The Fortunes of a Wiltshire Parish Rectory

Stratford Tony is a small village 4 ½ miles from Salisbury. The river Ebble flows through it, and the line of the ancient Roman road known as ‘Icknield Street’ passes close on the west side of the village. The most notable occupant of Stratford Tony was the impressionist painter Wilfrid de Glehn, who lived at the Manor House from 1942 until his death in 1951. The population now only amounts to around 50 people.

Last year Wiltshire Buildings Record was asked to investigate the old rectory, now a private house. The house presented a decorous early Georgian front with views across the lawns to the river below. As ever, we looked beyond the polite elevation to the hidden corners and roof spaces to reveal a very different story. Remains of a c1500 timber-frame were found embedded in replacement stone walls and in the roof which suggested that this was a much more humble farmhouse. Grabbed by the intrigue glands, our researcher Louise did what she does best, which is to squirrel out those hidden facts embedded in layers of old parchment. It turns out that it was quite possibly a grange farm for the Abbey of Lyra in Normandy (nothing to do with His Dark Materials or the constellation of stars!) and then the Priory of Sheen in Richmond, London.

Its transformation to posh rectory happened in the later 16th century when Lawrence Hyde acquired the advowson (the right to recommend a clergyman to a ‘living’ in the parish) from the Crown in 1560. Lawrence Hyde was part of the influential Hyde family of Wiltshire, he had benefitted greatly from the acquisition of land and property following the Dissolution of the Monasteries. He held a lease from William Earl of Pembroke, of Wardour Castle and Park around the time he was granted the advowson at Stratford Tony. Members of the Hyde family held it for over 126 years up to 1686, when it then transferred to Edward Fawconer of Sarum.

By 1671 the glebe terrier noted a substantial rectory house comprising …A mansion house, a brew house, a wood house, a barn, a stable, a fodder house besides some skillings (cowsheds), an orchard, 2 gardens…. Lawrence and his son Robert Hyde installed three members of their own family as clerks at Stratford Tony. It is very likely, the patronage of the Hyde family resulted in substantial investment in the parsonage house, including the addition of a smart Georgian wing. This was extended further in 1791 by Reverend Stockwell, the rector at that time, who commemorated it with a datestone.
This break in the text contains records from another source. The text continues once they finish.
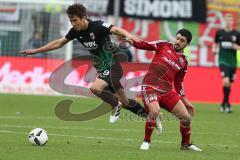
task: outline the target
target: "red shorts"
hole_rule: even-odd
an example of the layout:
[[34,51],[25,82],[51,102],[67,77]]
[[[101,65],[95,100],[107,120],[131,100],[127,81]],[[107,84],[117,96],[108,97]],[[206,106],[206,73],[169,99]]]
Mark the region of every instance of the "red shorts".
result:
[[142,86],[142,99],[146,112],[148,113],[149,111],[147,105],[153,101],[157,101],[161,108],[171,112],[181,98],[180,95],[174,90],[161,93],[154,88]]

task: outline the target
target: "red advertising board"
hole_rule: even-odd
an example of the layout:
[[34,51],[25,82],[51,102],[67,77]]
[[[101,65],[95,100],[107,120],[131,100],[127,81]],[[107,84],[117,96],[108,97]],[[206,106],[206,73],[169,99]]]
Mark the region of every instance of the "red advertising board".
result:
[[[56,95],[49,86],[49,77],[54,70],[63,64],[63,60],[0,57],[0,92]],[[89,88],[91,83],[84,81],[89,61],[71,72],[64,83]],[[149,64],[123,63],[124,77],[122,84],[132,91],[139,91],[140,83],[135,79],[143,76]],[[96,71],[91,70],[93,78]],[[233,83],[231,101],[240,103],[239,86],[240,70]],[[217,67],[189,67],[185,77],[185,90],[190,100],[195,102],[220,102],[222,99],[221,75]]]

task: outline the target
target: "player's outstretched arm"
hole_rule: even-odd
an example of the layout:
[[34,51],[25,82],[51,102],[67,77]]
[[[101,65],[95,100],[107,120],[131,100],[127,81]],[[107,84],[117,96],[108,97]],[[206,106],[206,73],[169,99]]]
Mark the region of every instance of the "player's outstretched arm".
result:
[[66,39],[65,37],[62,37],[62,38],[56,39],[54,41],[51,41],[42,47],[19,51],[19,53],[24,54],[24,55],[33,55],[33,54],[37,54],[37,53],[41,53],[41,52],[51,51],[51,50],[61,48],[68,42],[69,42],[68,39]]
[[110,30],[110,32],[112,34],[115,34],[117,36],[120,36],[120,37],[123,37],[125,39],[128,39],[130,41],[140,41],[140,39],[133,35],[133,34],[130,34],[128,31],[126,31],[125,29],[122,29],[122,28],[119,28],[119,27],[116,27],[116,26],[113,26]]
[[217,54],[217,47],[218,47],[218,44],[217,43],[213,43],[213,45],[212,45],[212,54]]

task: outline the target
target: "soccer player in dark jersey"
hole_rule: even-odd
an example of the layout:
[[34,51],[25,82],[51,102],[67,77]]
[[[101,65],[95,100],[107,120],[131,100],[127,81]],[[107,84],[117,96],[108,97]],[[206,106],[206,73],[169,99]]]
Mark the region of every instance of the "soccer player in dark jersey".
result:
[[148,117],[141,150],[148,150],[150,147],[156,117],[162,107],[180,120],[181,149],[201,151],[190,143],[194,106],[186,98],[183,87],[188,64],[183,49],[190,44],[191,40],[192,34],[187,29],[179,30],[174,42],[129,40],[138,49],[155,51],[142,84],[142,98]]
[[232,112],[229,102],[231,84],[234,81],[237,68],[237,49],[240,45],[240,33],[233,29],[233,15],[230,13],[224,16],[226,25],[224,29],[216,32],[215,43],[212,46],[212,53],[218,51],[218,64],[222,75],[223,100],[220,106],[221,112]]
[[[146,117],[145,109],[135,100],[128,99],[120,83],[122,68],[114,58],[114,51],[109,50],[110,34],[134,39],[126,30],[118,28],[101,20],[87,19],[86,8],[81,4],[73,4],[66,10],[72,28],[66,36],[36,48],[20,51],[25,55],[46,52],[61,48],[73,39],[77,39],[91,53],[91,60],[99,76],[92,83],[90,90],[103,101],[113,107],[109,122],[115,123],[119,119],[121,105],[124,108]],[[110,44],[111,45],[111,44]],[[118,97],[118,98],[117,98]],[[159,122],[159,125],[160,122]]]

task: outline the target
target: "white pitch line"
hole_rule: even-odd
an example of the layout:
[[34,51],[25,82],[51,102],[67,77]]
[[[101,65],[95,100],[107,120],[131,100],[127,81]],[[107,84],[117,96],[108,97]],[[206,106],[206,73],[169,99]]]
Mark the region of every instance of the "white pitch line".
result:
[[[9,130],[0,130],[0,133],[12,133],[12,134],[25,134],[24,132],[14,132]],[[95,137],[95,136],[76,136],[76,135],[67,135],[67,134],[48,134],[49,136],[58,136],[58,137],[72,137],[72,138],[82,138],[82,139],[96,139],[96,140],[110,140],[110,141],[128,141],[128,142],[142,142],[142,140],[135,140],[130,138],[112,138],[112,137]],[[165,144],[178,144],[176,142],[170,141],[152,141],[153,143],[165,143]],[[200,146],[218,146],[218,147],[240,147],[236,144],[199,144]]]
[[[39,126],[26,126],[26,125],[9,125],[9,124],[2,124],[0,127],[4,128],[37,128]],[[111,128],[83,128],[83,127],[54,127],[54,126],[41,126],[42,128],[49,128],[49,129],[60,129],[60,130],[86,130],[86,131],[111,131],[111,132],[135,132],[135,133],[143,133],[144,130],[138,129],[111,129]],[[163,133],[166,134],[178,134],[177,131],[164,131]],[[194,132],[194,135],[211,135],[211,136],[240,136],[240,133],[210,133],[210,132]]]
The rectory fell out of use in 1923 when the benefice was merged with that of Bishopstone and became a private house. The first lay owner, a major Collison implemented a transformation which was very typical for its time. Distinct fashions occurred at different periods, and for the humble farmhouse a ‘gentrification’ was inevitably made in the later 18th century/early 19th century period followed in the second half of the 19th century and earlier 20th century by a ‘rustication’, part of the Arts and Crafts movement, which undid all the first effort and put back a pre-Georgian type of interior. This trend was replicated in middle-class homes everywhere in Wiltshire and Wiltshire Buildings Record has seen and recorded many such schemes, some overseen by architects such as at Jesses, Dinton where the architect was known to be Biddulph-Pinchard, and some by local builders, very likely implementing the ideas of the owners themselves, and no doubt accommodating finds from reclamation yards and demolished houses. The old rectory at Stratford Tony was no exception, and any elegant fireplaces, plasterwork and dado rails were done away with in favour of dark 17th century panelling and a reproduction fireplace.

Thus it is that most houses are a very pleasing and individual mix of styles reflecting their owners fashion and fortunes. Of course we can only speculate from known examples what some houses looked like in the past, as one scheme may obliterate partly or wholly the previous scheme in a phenomenon noted by Pam Slocombe as ‘alternate rebuilding’.